OPINIÃO
A aprovação pela Comissão de Constituição e Justiça (CCJ) do Senado, em caráter terminativo - o que significa que a matéria segue diretamente para a Câmara -, de projeto de lei que estabelece duras penas para a autoridade que não der destinação correta ao dinheiro proveniente de multas de trânsito tem vários aspectos importantes a considerar. Em primeiro lugar, evidentemente, está o esforço para evitar o desvio de recursos que podem ajudar a disciplinar o trânsito e reduzir o elevado número de acidentes, nos quais dezenas de milhares de pessoas perdem a vida todo ano.
Estabelece o artigo 320 do Código de Trânsito Brasileiro que "a receita arrecadada com a cobrança de multas de trânsito será aplicada, exclusivamente, em sinalização, engenharia de tráfego, de campo, policiamento, fiscalização e educação de trânsito". Uma única exceção é aberta pelo parágrafo único - 5% dessa receita deve ser depositada "na conta de um fundo de âmbito nacional destinado à segurança e educação de trânsito". Ou seja, a finalidade é praticamente a mesma, só que considerada em nível nacional.
Embora a lei seja, como se vê, muito clara e direta, ela vem sendo sistematicamente desrespeitada. Segundo o senador Vital do Rego Filho (PMDB-PB), autor daquele projeto - PLS 329/2012 -, um levantamento feito pelo Tribunal de Contas do Estado de São Paulo indica que, dos mais de R$ 600 milhões arrecadados com a aplicação de multas no Estado, apenas 0,05% teve destinação correta. A porcentagem é tão pequena - uma ninharia - que se pode considerar que nesse item o Código está sendo totalmente ignorado.
Daí a razão do projeto, que considera ato de improbidade administrativa a não aplicação correta daqueles recursos. A autoridade que assim agir poderá, de acordo com a Lei de Improbidade Administrativa (Lei n.º 8.429/1992), ser punida com penas duras, como a perda da função pública e a suspensão dos direitos políticos por cinco a oito anos. O relator do projeto, senador Sérgio de Souza (PMDB-PR), afirmou em seu parecer que "uma imposição legal deve estar acompanhada da sanção correspondente para quem a desrespeite".

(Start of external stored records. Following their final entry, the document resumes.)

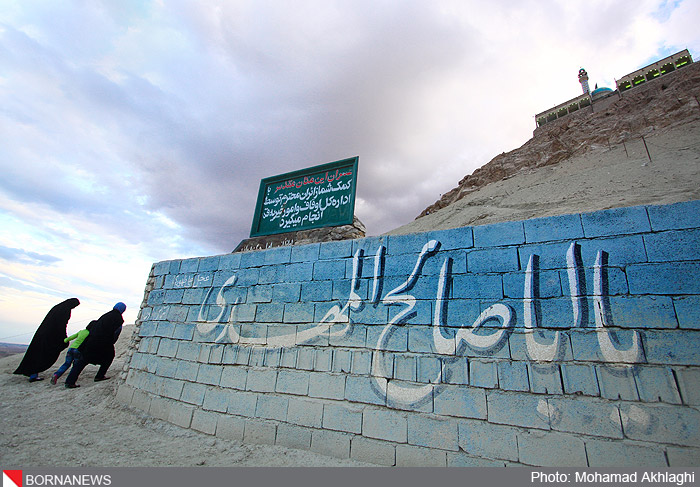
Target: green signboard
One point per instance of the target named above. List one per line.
(315, 197)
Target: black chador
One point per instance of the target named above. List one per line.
(47, 342)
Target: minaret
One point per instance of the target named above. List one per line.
(583, 79)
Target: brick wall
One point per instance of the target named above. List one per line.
(563, 341)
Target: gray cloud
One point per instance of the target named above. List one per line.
(27, 257)
(120, 113)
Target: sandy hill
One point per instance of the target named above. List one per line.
(584, 163)
(643, 149)
(50, 426)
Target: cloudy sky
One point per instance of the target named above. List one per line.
(135, 131)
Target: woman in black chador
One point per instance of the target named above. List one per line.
(98, 347)
(47, 342)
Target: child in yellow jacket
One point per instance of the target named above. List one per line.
(72, 354)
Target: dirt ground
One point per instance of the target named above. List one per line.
(44, 425)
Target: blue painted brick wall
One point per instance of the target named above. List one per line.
(272, 339)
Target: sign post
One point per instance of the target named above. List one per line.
(315, 197)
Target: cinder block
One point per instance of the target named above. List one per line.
(230, 427)
(499, 234)
(406, 244)
(512, 376)
(328, 270)
(350, 336)
(299, 272)
(298, 313)
(672, 347)
(242, 404)
(293, 382)
(305, 253)
(287, 292)
(327, 386)
(204, 421)
(229, 261)
(162, 268)
(483, 374)
(665, 278)
(688, 311)
(545, 378)
(331, 443)
(688, 380)
(562, 227)
(373, 451)
(261, 380)
(167, 367)
(460, 401)
(189, 265)
(673, 245)
(323, 360)
(464, 460)
(604, 453)
(125, 393)
(385, 425)
(342, 362)
(482, 439)
(579, 379)
(216, 399)
(365, 390)
(586, 416)
(682, 456)
(405, 367)
(678, 425)
(173, 296)
(432, 432)
(171, 388)
(675, 216)
(305, 358)
(335, 250)
(616, 221)
(453, 239)
(316, 291)
(184, 331)
(483, 286)
(181, 415)
(643, 312)
(289, 358)
(259, 432)
(395, 341)
(168, 347)
(517, 409)
(291, 436)
(548, 283)
(340, 417)
(550, 449)
(305, 413)
(234, 377)
(413, 456)
(656, 384)
(187, 370)
(497, 259)
(188, 351)
(361, 362)
(272, 407)
(269, 313)
(210, 374)
(617, 382)
(193, 393)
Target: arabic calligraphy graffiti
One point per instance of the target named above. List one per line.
(450, 344)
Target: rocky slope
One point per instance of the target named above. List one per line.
(660, 112)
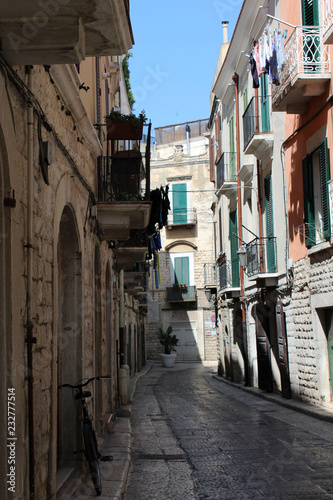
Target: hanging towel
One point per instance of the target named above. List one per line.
(254, 72)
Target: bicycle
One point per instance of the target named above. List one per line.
(89, 437)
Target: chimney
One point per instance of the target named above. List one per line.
(225, 31)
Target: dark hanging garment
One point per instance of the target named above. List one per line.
(254, 72)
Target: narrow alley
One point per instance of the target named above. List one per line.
(195, 437)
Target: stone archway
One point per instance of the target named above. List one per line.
(69, 348)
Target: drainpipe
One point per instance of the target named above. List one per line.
(235, 79)
(30, 340)
(188, 138)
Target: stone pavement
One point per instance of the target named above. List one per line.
(119, 442)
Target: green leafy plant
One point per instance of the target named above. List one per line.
(126, 71)
(117, 116)
(167, 340)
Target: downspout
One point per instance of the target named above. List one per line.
(30, 340)
(235, 79)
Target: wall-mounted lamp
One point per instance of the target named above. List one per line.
(242, 255)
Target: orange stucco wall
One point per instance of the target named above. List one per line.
(296, 147)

O argumento procede, mas mesmo assim não há como evitar a desagradável constatação - e esse é um outro aspecto da questão, a ser devidamente assinalado - de que se faz necessária uma nova lei para obrigar o cumprimento de outra anterior, sistematicamente desrespeitada durante 16 anos (o Código de Trânsito é de 1997). O que leva inevitavelmente à pergunta: o que garante que, se o projeto for aprovado pela Câmara, como se espera, a nova lei terá melhor sorte do que a outra? Infelizmente, não será nada fácil, conhecendo-se os nossos costumes, punir com o rigor pretendido - e sem dúvida merecido - a autoridade que infringir as regras sobre o destino do dinheiro das multas de trânsito.

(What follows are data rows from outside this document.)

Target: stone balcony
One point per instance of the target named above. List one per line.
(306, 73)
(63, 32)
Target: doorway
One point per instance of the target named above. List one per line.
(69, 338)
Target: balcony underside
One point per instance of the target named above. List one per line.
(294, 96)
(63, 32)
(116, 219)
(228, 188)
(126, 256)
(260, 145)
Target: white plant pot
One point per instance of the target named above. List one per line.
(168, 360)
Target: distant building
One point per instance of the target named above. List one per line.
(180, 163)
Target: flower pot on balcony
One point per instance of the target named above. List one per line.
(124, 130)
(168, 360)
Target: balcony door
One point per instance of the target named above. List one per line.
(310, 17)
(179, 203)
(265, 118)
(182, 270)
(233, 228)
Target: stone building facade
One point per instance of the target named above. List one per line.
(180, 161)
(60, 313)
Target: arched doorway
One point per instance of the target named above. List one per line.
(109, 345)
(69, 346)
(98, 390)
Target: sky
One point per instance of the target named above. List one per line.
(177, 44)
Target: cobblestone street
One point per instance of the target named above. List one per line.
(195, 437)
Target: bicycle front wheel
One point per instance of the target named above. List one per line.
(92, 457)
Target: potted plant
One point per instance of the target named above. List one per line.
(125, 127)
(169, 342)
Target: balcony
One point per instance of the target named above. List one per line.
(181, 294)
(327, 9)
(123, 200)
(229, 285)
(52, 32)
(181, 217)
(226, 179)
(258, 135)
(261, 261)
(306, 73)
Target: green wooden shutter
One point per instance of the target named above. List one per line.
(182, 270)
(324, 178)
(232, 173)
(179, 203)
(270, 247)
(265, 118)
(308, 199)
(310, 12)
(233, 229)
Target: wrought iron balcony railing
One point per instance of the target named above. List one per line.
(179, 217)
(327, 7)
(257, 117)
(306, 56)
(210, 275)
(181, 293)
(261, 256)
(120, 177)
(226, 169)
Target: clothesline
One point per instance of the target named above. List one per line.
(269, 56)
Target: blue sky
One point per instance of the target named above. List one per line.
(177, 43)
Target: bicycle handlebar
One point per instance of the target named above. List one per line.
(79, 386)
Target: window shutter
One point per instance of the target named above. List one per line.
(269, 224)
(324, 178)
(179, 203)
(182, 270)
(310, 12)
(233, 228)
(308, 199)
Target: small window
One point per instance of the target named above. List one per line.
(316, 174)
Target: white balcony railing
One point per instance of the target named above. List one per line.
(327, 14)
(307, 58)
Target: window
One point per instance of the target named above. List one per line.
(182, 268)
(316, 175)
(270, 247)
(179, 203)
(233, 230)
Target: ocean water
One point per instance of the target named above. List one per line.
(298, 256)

Mas não custa torcer para que o projeto vire lei e com ela aconteça o que é elementar - que seja respeitada pelo temor de suas penas. Porque estão em jogo nesse caso recursos consideráveis, cuja utilidade para a melhoria da segurança do trânsito é inegável. O ideal é que o número de multas seja pequeno e, consequentemente, o dinheiro delas proveniente seja insignificante. Este é o resultado de trânsito seguro e motorista educado.
Já que isso não ocorre entre nós, que pelo menos os milhões das multas sirvam, como estabelece corretamente a lei, para ajudar a mudar a situação. O exemplo da capital paulista, que tem a maior frota de veículos do País, é ilustrativo. As multas batem recorde a cada ano. Em 2012, foram arrecadados R$ 799 milhões, equivalentes ao orçamento da cidade de Mauá, na Grande São Paulo, com 400 mil habitantes. A arrecadação cresceu 7% em relação a 2011, bem mais que a frota de veículos, que aumentou 2% no período.
A capital paulista criou no governo passado um fundo para receber os recursos das multas e dar-lhes destinação certa. Como mesmo assim não há sinais de que a segurança aumenta e as multas diminuem, a solução para todo o País parece ser mesmo tentar, com uma nova lei mais dura, conseguir o cumprimento de outra que não "pegou".